Later, you can conquer coastal settlements and turn them into manufactories that generate passive income. Suddenly you’re managing lumber yards and farming operations like you’re playing SimCity with cannons. It’s genuinely compelling and gives you something meaningful to work toward during the endgame grind.
PvP: Fun But Broken
Skull and Bones PvP is entirely opt-in, which is smart design. Hostile Takeover mode has players fighting for control of settlements, while Legendary Heists send everyone after the same treasure convoy before turning on each other.
There’s also a risk-reward system where you can double your settlement earnings by becoming hunted by every player on the server. When it works, it’s thrilling.
The problem? It’s buggy as hell. Hostile Takeover frequently points you to six or seven locations instead of one, forcing you to guess which is correct. Legendary Heist targets sometimes become un-targetable, completely killing the PvP element. The game even crashed mid-supply run and deleted thousands of my hard-earned coins.
The Endgame Grind is Brutal
This is where Skull and Bones stumbles hardest. The endgame is repetitive and grindy without enough variety to justify it.
Single items cost thousands of Pieces of Eight (the in-game currency), forcing you to repeat the same handful of activities ad nauseam. Worse, there’s no content that actually requires your maxed-out gear once you’ve earned it—unless you’re grinding PvP for bragging rights.
Ubisoft has promised a year of seasonal content, but right now, the endgame loop desperately needs more activities and reasons to chase those powerful upgrades.
Technical Disaster at Launch
Skull and Bones performance at launch is rough. Constant crashes every few hours, pixelated textures loading right in front of you, and the most annoying bug of all: repetitive error notifications that spam the screen for hours.
For a game that spent six years in development and got delayed repeatedly, this level of instability is unacceptable. The foundation is solid, but the technical execution feels like a live-service first draft.
The Verdict: Good Foundation, Needs Work
Skull and Bones isn’t the AAAA masterpiece Ubisoft hyped it up to be, and it’s definitely not Black Flag 2. But judged on its own merits as a naval combat RPG, it’s surprisingly fun—when it works.

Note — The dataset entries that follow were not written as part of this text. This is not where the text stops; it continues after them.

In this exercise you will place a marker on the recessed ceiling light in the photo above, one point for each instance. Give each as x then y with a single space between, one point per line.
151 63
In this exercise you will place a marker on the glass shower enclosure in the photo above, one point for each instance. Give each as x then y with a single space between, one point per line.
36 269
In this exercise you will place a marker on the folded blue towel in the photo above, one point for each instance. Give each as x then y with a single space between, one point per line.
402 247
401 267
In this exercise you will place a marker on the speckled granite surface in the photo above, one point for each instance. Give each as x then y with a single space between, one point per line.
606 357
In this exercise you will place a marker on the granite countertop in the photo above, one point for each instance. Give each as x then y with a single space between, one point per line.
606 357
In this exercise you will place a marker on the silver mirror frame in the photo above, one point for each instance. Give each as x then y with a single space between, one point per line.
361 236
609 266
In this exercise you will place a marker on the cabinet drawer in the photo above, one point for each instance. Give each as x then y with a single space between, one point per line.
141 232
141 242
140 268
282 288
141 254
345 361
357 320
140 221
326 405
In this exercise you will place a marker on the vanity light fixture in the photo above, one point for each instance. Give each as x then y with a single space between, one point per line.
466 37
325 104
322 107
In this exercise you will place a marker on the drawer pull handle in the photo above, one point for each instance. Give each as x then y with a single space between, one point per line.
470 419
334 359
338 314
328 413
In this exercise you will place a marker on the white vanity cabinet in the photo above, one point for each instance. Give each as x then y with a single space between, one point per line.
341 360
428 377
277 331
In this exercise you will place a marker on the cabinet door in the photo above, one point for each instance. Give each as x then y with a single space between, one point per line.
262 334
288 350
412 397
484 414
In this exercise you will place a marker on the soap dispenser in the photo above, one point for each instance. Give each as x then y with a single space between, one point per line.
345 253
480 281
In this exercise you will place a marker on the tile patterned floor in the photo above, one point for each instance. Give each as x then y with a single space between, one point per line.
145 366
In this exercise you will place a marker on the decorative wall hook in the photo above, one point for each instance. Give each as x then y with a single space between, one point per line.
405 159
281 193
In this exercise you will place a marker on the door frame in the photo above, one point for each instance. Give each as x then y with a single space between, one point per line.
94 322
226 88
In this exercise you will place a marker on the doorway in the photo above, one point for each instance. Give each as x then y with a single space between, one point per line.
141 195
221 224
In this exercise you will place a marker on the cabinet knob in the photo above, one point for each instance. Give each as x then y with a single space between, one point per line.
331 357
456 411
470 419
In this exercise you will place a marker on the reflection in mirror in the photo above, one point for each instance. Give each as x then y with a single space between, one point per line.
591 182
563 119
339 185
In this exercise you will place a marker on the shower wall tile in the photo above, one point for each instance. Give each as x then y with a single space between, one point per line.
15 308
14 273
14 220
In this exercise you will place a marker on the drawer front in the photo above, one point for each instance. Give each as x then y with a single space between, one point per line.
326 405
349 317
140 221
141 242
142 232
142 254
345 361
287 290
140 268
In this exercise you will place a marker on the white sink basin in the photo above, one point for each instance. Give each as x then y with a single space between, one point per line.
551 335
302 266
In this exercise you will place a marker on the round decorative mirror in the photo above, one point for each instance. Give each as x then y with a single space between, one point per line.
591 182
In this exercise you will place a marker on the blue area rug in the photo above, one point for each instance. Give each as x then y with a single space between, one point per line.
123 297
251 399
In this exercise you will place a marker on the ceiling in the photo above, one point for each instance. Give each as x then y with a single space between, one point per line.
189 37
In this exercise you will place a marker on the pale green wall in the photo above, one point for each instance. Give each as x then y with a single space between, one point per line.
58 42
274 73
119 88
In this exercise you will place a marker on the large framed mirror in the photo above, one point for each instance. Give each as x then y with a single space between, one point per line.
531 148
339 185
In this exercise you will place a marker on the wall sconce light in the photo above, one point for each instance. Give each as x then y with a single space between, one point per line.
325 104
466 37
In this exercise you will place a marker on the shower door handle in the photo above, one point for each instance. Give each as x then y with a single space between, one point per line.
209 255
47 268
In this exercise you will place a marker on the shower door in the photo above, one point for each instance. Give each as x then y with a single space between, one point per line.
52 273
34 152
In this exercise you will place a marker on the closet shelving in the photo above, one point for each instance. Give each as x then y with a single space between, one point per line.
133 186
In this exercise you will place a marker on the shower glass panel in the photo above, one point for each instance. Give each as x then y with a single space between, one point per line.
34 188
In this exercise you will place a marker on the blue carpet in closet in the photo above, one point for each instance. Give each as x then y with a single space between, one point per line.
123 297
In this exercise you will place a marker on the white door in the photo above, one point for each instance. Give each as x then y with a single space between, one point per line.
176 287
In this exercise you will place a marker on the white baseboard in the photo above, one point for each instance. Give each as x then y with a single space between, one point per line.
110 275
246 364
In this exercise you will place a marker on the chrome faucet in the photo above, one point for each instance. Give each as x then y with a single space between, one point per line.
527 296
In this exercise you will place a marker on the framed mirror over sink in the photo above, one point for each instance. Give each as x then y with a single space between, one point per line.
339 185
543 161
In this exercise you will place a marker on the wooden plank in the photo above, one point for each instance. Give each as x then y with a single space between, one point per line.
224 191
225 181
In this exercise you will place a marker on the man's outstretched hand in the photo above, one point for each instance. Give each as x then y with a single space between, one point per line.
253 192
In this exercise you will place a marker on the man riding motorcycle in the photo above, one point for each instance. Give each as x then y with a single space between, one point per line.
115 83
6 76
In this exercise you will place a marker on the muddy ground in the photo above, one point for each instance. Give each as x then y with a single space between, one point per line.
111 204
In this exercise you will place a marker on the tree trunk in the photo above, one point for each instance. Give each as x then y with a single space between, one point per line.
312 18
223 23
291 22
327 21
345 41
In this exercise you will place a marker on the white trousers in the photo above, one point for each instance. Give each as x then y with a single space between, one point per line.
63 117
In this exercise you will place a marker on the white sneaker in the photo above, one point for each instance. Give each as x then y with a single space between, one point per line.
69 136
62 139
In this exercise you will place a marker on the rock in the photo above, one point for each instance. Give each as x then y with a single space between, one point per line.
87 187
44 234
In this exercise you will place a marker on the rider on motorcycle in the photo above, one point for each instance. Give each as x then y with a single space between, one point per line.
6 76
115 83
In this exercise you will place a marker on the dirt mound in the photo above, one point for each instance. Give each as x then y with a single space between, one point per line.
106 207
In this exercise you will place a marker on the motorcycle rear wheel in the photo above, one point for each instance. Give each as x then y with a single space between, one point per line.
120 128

The ship combat is tactical and satisfying. The economy simulator is deeper than expected. Playing co-op with friends while blowing up merchant convoys genuinely entertains. But the thin story, repetitive endgame, technical issues, and missing features make it feel incomplete.
If Ubisoft delivers on its content roadmap and fixes the bugs, Skull and Bones could become something special. Right now, it’s a decent pirate game held back by poor technical execution and live-service growing pains.
Score: 7/10 – A seaworthy adventure that needs a few more months in port for repairs.